Friday, February 10, 2012

Review: The Disenchantments by Nina LaCour

The Disenchantments
Nina LaCour
Release date: February 16th, 2012
By Dutton Children's Books

Goodreads / Purchase
Colby and Bev have a long-standing pact: graduate, hit the road with Bev’s band, and then spend the year wandering around Europe. But moments after the tour kicks off, Bev makes a shocking announcement: she’s abandoning their plans—and Colby—to start college in the fall.

But the show must go on and The Disenchantments weave through the Pacific Northwest, playing in small towns and dingy venues, while roadie-Colby struggles to deal with Bev’s already-growing distance and the most important question of all: what’s next?

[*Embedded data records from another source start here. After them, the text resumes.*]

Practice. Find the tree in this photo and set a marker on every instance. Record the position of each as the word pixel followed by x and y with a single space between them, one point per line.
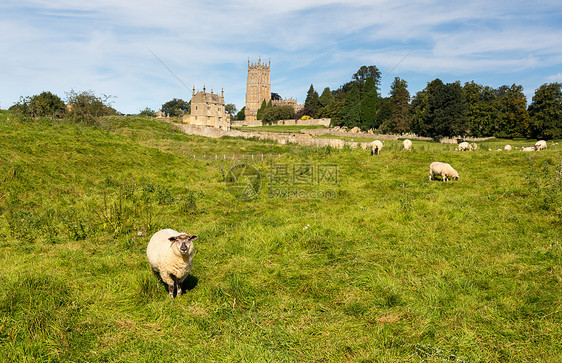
pixel 87 107
pixel 512 118
pixel 481 109
pixel 326 98
pixel 312 101
pixel 176 107
pixel 241 115
pixel 399 121
pixel 351 114
pixel 230 108
pixel 440 110
pixel 546 112
pixel 366 72
pixel 147 112
pixel 368 106
pixel 45 104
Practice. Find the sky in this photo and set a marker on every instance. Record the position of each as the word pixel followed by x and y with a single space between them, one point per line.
pixel 144 53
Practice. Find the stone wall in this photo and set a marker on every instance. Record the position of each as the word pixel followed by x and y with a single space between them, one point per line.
pixel 313 122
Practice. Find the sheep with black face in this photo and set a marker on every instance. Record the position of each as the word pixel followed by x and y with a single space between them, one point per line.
pixel 170 255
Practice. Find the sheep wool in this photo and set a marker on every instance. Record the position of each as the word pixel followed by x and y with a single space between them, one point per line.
pixel 540 145
pixel 445 170
pixel 407 144
pixel 170 255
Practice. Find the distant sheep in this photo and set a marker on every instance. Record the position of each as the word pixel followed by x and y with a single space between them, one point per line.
pixel 170 255
pixel 540 145
pixel 464 146
pixel 445 170
pixel 407 144
pixel 376 147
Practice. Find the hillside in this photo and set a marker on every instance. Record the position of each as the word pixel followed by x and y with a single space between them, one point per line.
pixel 378 265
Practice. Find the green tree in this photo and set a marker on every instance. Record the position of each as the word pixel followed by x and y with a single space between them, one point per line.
pixel 350 115
pixel 230 108
pixel 546 112
pixel 241 115
pixel 481 109
pixel 326 98
pixel 368 105
pixel 87 107
pixel 312 101
pixel 366 72
pixel 45 104
pixel 176 107
pixel 440 110
pixel 512 117
pixel 399 121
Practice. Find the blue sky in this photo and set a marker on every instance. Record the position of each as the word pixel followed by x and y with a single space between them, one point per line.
pixel 105 45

Morris Award–finalist Nina LaCour draws together the beauty and influences of music and art to brilliantly capture a group of friends on the brink of the rest of their lives.
*A copy was provided by Penguin Group (Canada) for review purposes*

This cover screams Fun in the Sun! This blurb screams Road Trip and Music! So I was going into this expecting a light, fun, read. It's nothing like that. It has it's fun moments for sure, but the story is very sad bordering on depressing with a deep "finding oneself" message. This is not a bad thing at all. In fact I often enjoy books with this vibe, but going into this with opposite expectations really threw me for a loop.

The story is told in Colby's point-of-view. He and his best friend Bev have been planning a year long trip around Europe for years. Leaving on a road trip to tour with Bev's girl band, she tells him the Europe trip is off. Colby spends the bigger part of the book brooding over this, upset towards Bev for lying to him for months. I understood where he was coming from, but I didn't get why he was depressed about it to such degree. Losing a year he could have spent at college is definitely not fun - especially when it's unplanned, it's hardly the end of the world. Plenty of high school graduates take a year off before going to college and end up with great careers. For Colby, it was as if he was losing his whole future.

It's not all sad however. We do have some fun parts where the girls play their very bad music, meet some intriguing people who take them on mini adventures along the way. These can seem a bit far fetched, but are still entertaining. The girls are all so unique with their quirks and fun spirits. The whole cast is really great which helps brighten the mood of the book. The only character I did not like very much was Bev. She's very moody and secretive for the most part, refusing to explain why she suddenly backed out of the trip. She gives off a lot of angst which I never particularly enjoy. Colby though, he's a great protagonist. His voice is real; he may be dramatic but his feelings still feel true. So overall, even though I wasn't expecting such a serious vibe with forlorn emotions, the characters absolutely saved the day and I was still able to have fun with the story. I'm fairly certain, especially now that you know what to expect, most readers will enjoy this more than I did.